05 Dec Salmond warns Osborne: Westminster austerity won’t cut it for Scotland
Chancellor George Osborne will today announce the UK government’s autumn statement, outlining £5bn in cuts that are set to extend austerity into 2018.
The cuts will hit the Scottish government’s budget however according to the Scotsman, less than the UK average – 0.2 per cent in 2013/14 and 0.4 per cent in 2014/15.
The treasury will cut £5bn from already struggling Whitehall departments to invest in transport, schools and science projects.
Whitehall departments, excluding only four, will be expected to save in increasing measures – an extra 1 per cent (£950m) next year and another 2 per cent (£2.5bn) in 2014-15
The treasury claims that it will follow International Monetary Fund (IMF) recommendations that cuts should reflect necessary everyday spending and aim for long-term recovery rather than deliver a short-lived boost to the economy.
However, this prolonging of cuts will mean that austerity measures are set to continue long after the 2015 general election, reminding the UK that an exit from austerity cannot be simply achieved by a change in government.
In England, other than education, heath, international development, nuclear decommissioning and HM Revenue and Customs will be safeguarded from the cuts, but Scottish Ministers will make their own decisions regarding the distribution of Scotland’s share of the UK cuts.
Of the Westminster imposed cuts, First Minister Alex Salmond said:
“Increasing capital investment by simply cutting departmental budgets will not achieve the increase in demand in the economy that is so urgently needed – this investment must be additional.
“Unlocking additional funds for investment in public sector capital projects through the use of the UK government’s borrowing powers would provide an immediate and targeted stimulus across the three devolved nations,”

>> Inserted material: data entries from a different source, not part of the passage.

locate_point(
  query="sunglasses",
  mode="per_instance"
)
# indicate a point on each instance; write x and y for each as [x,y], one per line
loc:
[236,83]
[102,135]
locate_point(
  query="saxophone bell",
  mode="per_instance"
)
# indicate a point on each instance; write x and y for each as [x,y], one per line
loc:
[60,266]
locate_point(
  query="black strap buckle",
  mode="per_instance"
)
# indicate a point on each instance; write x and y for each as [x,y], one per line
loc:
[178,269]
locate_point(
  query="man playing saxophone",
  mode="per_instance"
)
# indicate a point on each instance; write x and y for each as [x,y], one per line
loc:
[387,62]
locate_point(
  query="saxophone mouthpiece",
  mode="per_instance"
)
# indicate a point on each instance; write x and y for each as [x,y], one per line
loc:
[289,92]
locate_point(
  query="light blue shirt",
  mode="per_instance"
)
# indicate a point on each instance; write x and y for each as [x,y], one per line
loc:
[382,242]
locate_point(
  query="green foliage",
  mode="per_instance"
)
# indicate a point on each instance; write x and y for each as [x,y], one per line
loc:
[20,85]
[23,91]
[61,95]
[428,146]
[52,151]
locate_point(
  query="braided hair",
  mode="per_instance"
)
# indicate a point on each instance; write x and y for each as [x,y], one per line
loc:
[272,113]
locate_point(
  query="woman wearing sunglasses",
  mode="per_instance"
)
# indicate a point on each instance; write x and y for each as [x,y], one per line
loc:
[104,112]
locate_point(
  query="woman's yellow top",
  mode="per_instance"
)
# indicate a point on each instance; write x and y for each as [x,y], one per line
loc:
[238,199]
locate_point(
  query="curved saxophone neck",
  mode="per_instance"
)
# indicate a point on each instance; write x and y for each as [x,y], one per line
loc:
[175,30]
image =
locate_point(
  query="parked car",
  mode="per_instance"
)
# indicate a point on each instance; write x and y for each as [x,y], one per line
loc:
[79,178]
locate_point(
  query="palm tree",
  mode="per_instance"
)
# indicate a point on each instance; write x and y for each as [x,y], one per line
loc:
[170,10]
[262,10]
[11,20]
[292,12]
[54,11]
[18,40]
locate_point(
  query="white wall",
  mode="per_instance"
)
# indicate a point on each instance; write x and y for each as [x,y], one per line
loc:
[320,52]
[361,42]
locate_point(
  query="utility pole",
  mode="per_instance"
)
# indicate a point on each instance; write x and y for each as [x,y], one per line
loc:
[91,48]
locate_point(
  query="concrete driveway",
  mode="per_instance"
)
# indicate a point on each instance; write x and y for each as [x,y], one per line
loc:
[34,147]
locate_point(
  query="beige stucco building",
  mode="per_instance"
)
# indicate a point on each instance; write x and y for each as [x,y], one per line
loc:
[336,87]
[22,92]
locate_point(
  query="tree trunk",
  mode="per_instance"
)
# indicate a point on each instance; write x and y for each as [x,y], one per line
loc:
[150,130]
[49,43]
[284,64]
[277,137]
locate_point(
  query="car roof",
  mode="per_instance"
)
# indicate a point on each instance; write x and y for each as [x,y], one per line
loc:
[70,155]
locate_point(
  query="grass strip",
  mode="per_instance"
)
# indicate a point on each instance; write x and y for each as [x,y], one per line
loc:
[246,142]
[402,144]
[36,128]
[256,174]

Questions have arisen following recent revelations about tax avoidance from major corporations including Amazon, Starbucks and Google and VAT loopholes on digital sales which costs the UK more than Olympics.
Many have been bewildered as to why so many tax and loopholes continue to exist with £1.6bn lost from buying services from overseas companies each year alone.
Similarly with the Libor scandal, where major UK banks including Barclays and RBS were amongst those rigging the rates at which they borrowed from other banks – an accurate cost to the UK taxpayer is unknown, but the manipulated interest rates are tied to around $800 trillion in loans and securities.
It appears to many critics that the UK government is ready to deliver tough austerity cuts which hit ordinary taxpayers. However City financiers, who triggered the financial crash in 2008 and resulting in the economic crisis, remain too big to fail.